An artificial label is then computed on the weak augmented image, and the calculated loss is applied against the model’s output for the strongly augmented image. This introduces a form of consistency. This consistency is then regularised.
Consistency regularisation is a method where the weak and strong augmented data are used separately, and the end goal is to force the SSL model to learn to produce the same output for different ‘versions’ of an image. It increases the accuracy of the temporary label by limiting the predicted value. So even if the data is converted, the predicted value is not changed. Further, the reliability of this predicted value is ensured by incorporating the difference between predicted values of both augmented images into the objective function.

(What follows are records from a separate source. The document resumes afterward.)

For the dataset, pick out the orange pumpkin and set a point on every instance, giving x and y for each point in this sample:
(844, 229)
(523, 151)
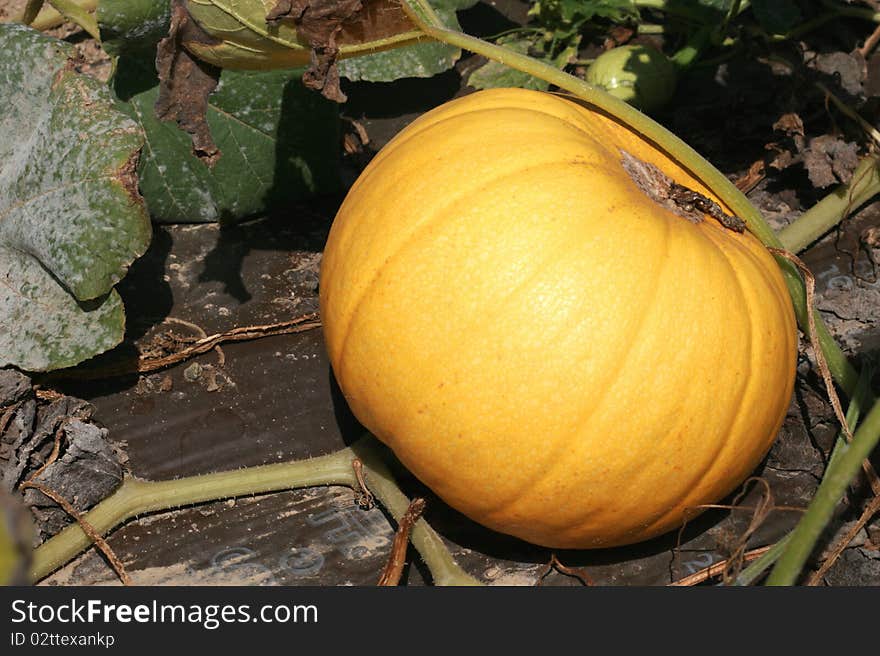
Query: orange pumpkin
(552, 352)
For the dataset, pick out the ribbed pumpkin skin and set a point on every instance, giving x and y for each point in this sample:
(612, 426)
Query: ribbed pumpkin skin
(550, 351)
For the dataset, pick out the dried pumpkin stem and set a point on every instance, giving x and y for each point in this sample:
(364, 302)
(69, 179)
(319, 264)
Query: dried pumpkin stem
(136, 497)
(397, 558)
(834, 208)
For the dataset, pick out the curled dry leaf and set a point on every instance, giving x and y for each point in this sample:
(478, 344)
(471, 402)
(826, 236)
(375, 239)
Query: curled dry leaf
(185, 83)
(263, 34)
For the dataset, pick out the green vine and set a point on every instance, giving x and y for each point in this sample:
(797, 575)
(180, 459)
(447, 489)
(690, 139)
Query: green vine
(136, 497)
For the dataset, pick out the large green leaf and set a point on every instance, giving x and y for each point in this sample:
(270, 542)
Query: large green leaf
(418, 60)
(71, 220)
(279, 143)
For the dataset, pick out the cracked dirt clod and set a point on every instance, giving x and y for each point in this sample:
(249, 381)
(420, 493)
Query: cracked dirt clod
(186, 82)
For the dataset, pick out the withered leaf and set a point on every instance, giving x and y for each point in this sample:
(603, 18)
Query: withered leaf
(319, 23)
(185, 83)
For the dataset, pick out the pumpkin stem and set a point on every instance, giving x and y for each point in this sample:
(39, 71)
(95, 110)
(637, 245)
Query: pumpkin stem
(424, 17)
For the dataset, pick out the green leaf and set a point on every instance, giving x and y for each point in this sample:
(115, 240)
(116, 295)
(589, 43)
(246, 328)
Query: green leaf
(133, 25)
(280, 143)
(71, 220)
(776, 16)
(418, 60)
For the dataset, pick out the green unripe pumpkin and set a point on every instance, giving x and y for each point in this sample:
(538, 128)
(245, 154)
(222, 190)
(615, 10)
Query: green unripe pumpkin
(642, 76)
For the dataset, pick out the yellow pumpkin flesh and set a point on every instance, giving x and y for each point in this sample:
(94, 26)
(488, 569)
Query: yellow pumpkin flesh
(548, 349)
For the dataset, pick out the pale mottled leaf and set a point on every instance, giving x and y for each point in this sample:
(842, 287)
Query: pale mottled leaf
(71, 220)
(133, 25)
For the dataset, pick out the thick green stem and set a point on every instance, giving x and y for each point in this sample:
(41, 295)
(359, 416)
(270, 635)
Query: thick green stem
(832, 209)
(843, 468)
(137, 497)
(751, 573)
(424, 17)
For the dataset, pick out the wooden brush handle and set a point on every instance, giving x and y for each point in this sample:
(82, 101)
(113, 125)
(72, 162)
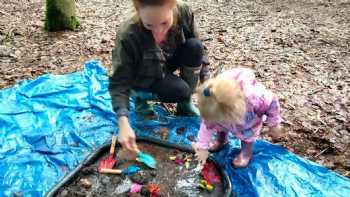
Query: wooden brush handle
(110, 171)
(114, 140)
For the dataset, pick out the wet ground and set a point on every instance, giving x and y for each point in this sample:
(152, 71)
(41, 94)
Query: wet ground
(173, 179)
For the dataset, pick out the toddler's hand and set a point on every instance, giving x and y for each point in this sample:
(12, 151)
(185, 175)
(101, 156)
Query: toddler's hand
(276, 132)
(201, 155)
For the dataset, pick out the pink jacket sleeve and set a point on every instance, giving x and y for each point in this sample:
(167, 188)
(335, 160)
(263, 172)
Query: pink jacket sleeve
(273, 113)
(204, 136)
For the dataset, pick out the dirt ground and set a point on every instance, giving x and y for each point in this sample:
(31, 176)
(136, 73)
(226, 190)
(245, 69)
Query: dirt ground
(299, 48)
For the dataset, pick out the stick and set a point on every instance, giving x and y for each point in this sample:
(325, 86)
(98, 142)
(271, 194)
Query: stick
(114, 139)
(320, 153)
(110, 171)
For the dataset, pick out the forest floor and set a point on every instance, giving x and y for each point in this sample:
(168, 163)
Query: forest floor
(298, 48)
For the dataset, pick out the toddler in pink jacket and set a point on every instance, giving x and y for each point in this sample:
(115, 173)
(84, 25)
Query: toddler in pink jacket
(235, 102)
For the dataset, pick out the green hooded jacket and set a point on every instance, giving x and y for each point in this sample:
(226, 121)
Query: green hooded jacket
(138, 61)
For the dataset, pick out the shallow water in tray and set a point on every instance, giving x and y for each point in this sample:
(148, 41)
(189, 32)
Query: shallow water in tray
(172, 178)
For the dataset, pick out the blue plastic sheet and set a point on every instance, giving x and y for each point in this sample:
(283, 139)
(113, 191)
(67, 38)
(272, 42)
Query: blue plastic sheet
(51, 124)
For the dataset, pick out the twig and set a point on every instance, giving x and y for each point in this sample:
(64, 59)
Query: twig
(316, 91)
(320, 153)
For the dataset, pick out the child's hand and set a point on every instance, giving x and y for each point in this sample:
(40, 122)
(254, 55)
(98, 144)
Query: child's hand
(201, 155)
(276, 132)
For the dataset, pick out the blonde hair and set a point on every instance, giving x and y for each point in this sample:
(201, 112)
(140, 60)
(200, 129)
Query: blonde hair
(142, 3)
(221, 100)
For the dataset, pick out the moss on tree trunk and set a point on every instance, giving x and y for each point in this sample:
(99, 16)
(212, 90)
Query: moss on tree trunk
(60, 15)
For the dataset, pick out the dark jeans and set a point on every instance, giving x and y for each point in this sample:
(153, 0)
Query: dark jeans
(172, 88)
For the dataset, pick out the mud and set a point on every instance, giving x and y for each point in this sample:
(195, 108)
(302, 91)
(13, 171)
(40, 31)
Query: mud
(173, 179)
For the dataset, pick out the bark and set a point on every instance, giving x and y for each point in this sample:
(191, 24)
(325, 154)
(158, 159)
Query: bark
(61, 15)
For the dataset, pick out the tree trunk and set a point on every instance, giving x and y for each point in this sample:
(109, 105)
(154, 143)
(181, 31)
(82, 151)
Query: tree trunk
(60, 15)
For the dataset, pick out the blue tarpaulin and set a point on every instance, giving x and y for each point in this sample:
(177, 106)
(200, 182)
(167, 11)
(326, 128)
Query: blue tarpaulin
(51, 124)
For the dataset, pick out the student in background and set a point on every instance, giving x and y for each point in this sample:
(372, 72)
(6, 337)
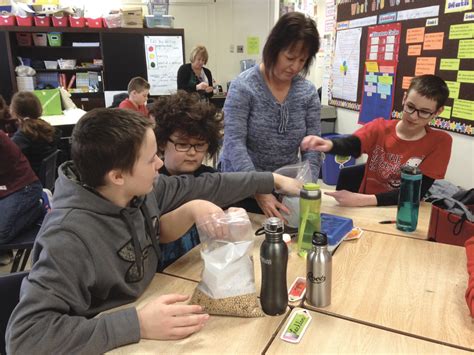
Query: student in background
(20, 193)
(390, 144)
(271, 107)
(470, 271)
(7, 123)
(187, 131)
(194, 77)
(138, 90)
(98, 247)
(36, 138)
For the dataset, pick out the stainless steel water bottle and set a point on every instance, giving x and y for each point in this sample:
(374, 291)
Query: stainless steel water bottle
(319, 272)
(409, 198)
(274, 260)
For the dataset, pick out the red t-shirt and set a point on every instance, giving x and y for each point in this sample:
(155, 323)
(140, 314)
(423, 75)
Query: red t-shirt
(470, 271)
(128, 104)
(387, 153)
(15, 170)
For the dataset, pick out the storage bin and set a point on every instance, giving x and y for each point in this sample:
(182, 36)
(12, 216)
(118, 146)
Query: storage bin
(59, 21)
(51, 64)
(113, 21)
(24, 39)
(94, 22)
(334, 163)
(40, 39)
(77, 21)
(7, 20)
(26, 21)
(55, 39)
(42, 21)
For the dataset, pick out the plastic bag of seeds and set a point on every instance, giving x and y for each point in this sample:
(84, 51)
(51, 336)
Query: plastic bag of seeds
(228, 283)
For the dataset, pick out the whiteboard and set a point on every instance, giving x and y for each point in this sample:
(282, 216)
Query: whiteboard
(164, 55)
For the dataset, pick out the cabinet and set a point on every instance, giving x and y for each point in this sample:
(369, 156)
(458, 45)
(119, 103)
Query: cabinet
(120, 50)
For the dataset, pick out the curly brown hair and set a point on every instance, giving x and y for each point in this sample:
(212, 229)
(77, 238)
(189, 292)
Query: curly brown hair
(185, 113)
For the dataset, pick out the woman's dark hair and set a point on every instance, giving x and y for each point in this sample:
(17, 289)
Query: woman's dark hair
(105, 139)
(291, 29)
(186, 114)
(27, 107)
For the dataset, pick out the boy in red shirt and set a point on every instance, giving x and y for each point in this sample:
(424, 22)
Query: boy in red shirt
(138, 90)
(390, 144)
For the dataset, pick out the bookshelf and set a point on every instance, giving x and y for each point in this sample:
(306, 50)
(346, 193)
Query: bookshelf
(119, 50)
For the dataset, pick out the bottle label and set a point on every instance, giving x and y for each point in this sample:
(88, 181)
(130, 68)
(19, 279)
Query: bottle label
(296, 326)
(297, 290)
(316, 279)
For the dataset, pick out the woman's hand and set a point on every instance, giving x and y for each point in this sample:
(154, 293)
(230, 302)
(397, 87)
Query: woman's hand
(271, 206)
(316, 143)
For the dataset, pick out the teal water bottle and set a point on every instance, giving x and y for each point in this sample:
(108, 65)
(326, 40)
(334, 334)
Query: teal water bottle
(310, 215)
(409, 198)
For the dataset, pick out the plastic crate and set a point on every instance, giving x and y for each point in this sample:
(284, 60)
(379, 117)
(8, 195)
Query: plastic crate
(26, 21)
(24, 39)
(40, 39)
(77, 21)
(55, 39)
(42, 21)
(7, 20)
(59, 21)
(94, 22)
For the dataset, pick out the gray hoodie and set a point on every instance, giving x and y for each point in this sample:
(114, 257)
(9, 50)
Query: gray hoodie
(92, 255)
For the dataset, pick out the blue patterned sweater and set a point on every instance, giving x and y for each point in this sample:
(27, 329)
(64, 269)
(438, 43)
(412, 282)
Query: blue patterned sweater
(262, 134)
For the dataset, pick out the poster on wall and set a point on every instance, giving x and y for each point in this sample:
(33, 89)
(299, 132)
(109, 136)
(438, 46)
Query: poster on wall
(164, 55)
(380, 72)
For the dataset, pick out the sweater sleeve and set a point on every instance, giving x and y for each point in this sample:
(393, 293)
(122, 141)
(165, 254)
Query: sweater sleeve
(237, 108)
(184, 74)
(313, 127)
(223, 189)
(53, 295)
(470, 271)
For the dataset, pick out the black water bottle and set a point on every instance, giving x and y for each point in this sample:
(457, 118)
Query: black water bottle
(274, 260)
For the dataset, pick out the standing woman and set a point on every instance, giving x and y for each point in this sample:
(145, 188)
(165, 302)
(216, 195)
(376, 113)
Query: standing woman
(271, 107)
(36, 138)
(193, 77)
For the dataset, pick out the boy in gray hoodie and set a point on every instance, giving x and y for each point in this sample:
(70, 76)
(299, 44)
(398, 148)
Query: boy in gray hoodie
(98, 248)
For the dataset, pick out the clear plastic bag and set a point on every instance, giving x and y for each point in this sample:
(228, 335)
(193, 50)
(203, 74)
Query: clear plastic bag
(300, 171)
(228, 282)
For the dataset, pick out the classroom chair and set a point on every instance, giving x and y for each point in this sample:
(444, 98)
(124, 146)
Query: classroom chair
(10, 285)
(350, 178)
(47, 173)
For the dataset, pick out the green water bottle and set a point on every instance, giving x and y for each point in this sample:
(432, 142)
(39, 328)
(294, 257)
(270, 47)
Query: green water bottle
(310, 215)
(409, 198)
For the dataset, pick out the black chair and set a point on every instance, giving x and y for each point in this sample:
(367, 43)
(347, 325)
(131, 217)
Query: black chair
(47, 174)
(350, 178)
(10, 285)
(22, 243)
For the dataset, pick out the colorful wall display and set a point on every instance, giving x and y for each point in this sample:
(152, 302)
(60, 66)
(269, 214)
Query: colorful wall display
(436, 37)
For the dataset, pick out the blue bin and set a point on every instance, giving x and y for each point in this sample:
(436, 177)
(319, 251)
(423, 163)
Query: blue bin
(333, 163)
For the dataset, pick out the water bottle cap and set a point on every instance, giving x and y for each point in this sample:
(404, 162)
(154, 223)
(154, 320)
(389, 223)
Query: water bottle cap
(273, 224)
(320, 239)
(311, 186)
(410, 170)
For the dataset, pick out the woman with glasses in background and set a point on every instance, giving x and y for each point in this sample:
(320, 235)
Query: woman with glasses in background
(390, 144)
(187, 131)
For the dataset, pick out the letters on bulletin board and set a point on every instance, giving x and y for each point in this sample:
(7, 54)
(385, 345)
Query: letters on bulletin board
(435, 37)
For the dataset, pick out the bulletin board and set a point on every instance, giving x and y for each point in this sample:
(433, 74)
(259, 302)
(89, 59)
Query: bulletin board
(434, 37)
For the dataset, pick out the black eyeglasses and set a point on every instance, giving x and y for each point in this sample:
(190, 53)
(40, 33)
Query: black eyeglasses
(185, 147)
(421, 113)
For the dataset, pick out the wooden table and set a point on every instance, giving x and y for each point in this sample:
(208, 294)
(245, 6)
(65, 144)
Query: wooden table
(402, 284)
(327, 334)
(221, 335)
(368, 218)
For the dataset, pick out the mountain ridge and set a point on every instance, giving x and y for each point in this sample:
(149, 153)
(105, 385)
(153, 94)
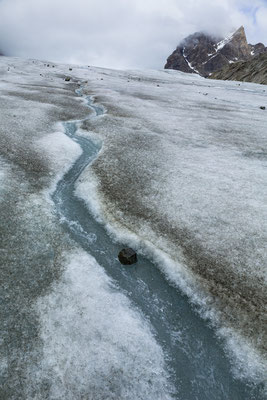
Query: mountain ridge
(254, 70)
(204, 54)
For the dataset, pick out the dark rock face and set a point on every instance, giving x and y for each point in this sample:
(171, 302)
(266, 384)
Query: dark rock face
(253, 70)
(203, 54)
(127, 256)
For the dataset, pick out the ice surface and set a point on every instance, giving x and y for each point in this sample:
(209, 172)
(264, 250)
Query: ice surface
(95, 346)
(181, 175)
(183, 169)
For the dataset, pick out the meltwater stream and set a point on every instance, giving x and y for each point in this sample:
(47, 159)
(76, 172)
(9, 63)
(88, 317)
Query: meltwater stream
(195, 357)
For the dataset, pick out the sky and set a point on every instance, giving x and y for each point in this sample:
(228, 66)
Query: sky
(120, 33)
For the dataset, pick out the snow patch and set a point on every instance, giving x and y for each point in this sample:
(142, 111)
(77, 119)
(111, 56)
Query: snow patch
(95, 345)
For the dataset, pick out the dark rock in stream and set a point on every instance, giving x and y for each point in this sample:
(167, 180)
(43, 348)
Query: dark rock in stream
(127, 256)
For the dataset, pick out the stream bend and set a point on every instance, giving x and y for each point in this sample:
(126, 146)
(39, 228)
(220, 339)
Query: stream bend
(195, 357)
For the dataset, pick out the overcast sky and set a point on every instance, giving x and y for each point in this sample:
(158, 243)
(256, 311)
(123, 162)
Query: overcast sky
(120, 33)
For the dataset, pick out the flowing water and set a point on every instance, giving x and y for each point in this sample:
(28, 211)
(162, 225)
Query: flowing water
(195, 357)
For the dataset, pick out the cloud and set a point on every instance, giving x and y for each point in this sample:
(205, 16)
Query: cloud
(119, 33)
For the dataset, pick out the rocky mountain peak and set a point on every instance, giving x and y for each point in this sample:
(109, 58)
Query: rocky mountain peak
(203, 54)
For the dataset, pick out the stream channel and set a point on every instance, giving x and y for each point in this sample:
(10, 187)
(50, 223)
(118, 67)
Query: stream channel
(199, 368)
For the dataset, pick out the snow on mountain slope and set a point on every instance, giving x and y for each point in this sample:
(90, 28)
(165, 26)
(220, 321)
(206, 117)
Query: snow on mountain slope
(181, 175)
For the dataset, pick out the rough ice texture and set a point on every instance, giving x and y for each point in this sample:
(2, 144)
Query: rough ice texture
(183, 167)
(34, 154)
(95, 346)
(31, 238)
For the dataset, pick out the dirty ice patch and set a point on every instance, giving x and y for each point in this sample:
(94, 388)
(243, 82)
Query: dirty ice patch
(61, 151)
(95, 345)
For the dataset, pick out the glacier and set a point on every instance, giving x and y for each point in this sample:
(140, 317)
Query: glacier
(180, 176)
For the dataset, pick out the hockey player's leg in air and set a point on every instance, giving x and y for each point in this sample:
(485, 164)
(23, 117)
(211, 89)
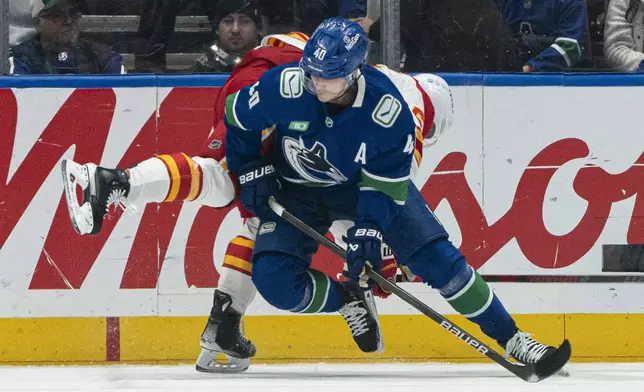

FixMatch’s Performance Against Its Counterparts
The paper (referenced above) showed that the FixMatch performed well across standard benchmarks such as CIFAR-10 and CIFAR-100. For example, on CIFAR-10 with four labels per class, FixMatch achieved a 99.43% accuracy on CIFAR-10 with 250 labels and 88.61% accuracy with 40 samples, with four labels per class.
FixMatch’s performance in most cases was found to be better than its counterparts such as Π Model, Mean Teacher, Pseudo-Label, MixMatch, UDA. Only ReMixMatch managed to outperform FixMatch in terms of its performance on CIFAR-100 benchmark.
Off late, there has been rapid progress in SSL. As opposed to other complicated learning algorithms, FixMatch is much simpler and achieves state-of-the-art results across different datasets and on several standard benchmarks.
This algorithm can also obtain high-accuracy with just one label per class. Further, by using standard cross-entropy losses on labelled and unlabelled data, the training object of FixMatch can be written in a few lines of code.
It is believed that such a simple yet high-performance SSL algorithm can allow the convenient deployment of machine learning in several domains where obtaining a complete set of labelled data is expensive.